I am looking for a method to compare and sort UTF-8 strings in C++ in a case-insensitive manner to use it in a custom collation function in SQLite.
- The method should ideally be locale-independent. However I won't be holding my breath, as far as I know, collation is very language-dependent, so anything that works on languages other than English will do, even if it means switching locales.
- Options include using standard C or C++ library or a small (suitable for embedded system) and non-GPL (suitable for a proprietary system) third-party library.
What I have so far:
strcoll
with C locales andstd::collate
/std::collate_byname
are case-sensitive. (Are there case-insensitive versions of these?)I tried to use a POSIX strcasecmp, but it seems to be not defined for locales other than
"POSIX"
In the POSIX locale, strcasecmp() and strncasecmp() do upper to lower conversions, then a byte comparison.
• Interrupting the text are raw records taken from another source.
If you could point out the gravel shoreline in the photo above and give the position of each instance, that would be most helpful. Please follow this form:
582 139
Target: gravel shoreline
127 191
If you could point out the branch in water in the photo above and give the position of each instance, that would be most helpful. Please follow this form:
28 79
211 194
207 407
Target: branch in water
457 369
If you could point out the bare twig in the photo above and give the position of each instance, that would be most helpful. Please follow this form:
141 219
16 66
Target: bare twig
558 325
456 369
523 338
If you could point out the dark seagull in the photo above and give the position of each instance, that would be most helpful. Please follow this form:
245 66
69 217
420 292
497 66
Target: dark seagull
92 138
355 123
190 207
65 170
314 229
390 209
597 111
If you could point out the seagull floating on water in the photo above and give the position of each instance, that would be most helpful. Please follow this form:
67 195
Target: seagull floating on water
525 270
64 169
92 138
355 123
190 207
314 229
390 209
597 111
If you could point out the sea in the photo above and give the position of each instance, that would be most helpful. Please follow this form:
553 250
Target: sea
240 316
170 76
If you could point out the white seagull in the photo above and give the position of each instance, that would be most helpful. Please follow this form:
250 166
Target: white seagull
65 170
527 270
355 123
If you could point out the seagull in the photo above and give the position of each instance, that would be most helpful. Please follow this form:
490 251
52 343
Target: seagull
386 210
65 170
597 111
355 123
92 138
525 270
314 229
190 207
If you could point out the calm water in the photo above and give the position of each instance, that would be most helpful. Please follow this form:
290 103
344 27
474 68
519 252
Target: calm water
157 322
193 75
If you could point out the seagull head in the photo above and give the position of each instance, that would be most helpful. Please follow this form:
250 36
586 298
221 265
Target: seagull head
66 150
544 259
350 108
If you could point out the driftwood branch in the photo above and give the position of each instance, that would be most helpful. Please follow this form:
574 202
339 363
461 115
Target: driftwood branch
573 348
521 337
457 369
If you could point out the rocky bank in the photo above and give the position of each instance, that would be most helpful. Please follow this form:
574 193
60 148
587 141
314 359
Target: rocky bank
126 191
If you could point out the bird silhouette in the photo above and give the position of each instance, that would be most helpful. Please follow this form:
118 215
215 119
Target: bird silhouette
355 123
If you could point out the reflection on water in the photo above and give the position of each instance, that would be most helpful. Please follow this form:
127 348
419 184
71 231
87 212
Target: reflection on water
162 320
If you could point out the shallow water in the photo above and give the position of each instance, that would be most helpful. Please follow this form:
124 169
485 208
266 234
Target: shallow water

The results are unspecified in other locales.
And, indeed, the result of
strcasecmp
does not change between locales on Linux with GLIBC.#include <clocale> #include <cstdio> #include <cassert> #include <cstring> const static char *s1 = "Äaa"; const static char *s2 = "äaa"; int main() { printf("strcasecmp('%s', '%s') == %d\n", s1, s2, strcasecmp(s1, s2)); printf("strcoll('%s', '%s') == %d\n", s1, s2, strcoll(s1, s2)); assert(setlocale(LC_ALL, "en_AU.UTF-8")); printf("strcasecmp('%s', '%s') == %d\n", s1, s2, strcasecmp(s1, s2)); printf("strcoll('%s', '%s') == %d\n", s1, s2, strcoll(s1, s2)); assert(setlocale(LC_ALL, "fi_FI.UTF-8")); printf("strcasecmp('%s', '%s') == %d\n", s1, s2, strcasecmp(s1, s2)); printf("strcoll('%s', '%s') == %d\n", s1, s2, strcoll(s1, s2)); }
This is printed:
strcasecmp('Äaa', 'äaa') == -32 strcoll('Äaa', 'äaa') == -32 strcasecmp('Äaa', 'äaa') == -32 strcoll('Äaa', 'äaa') == 7 strcasecmp('Äaa', 'äaa') == -32 strcoll('Äaa', 'äaa') == 7
P. S.
And yes, I am aware about ICU, but we can't use it on the embedded platform due to its enormous size.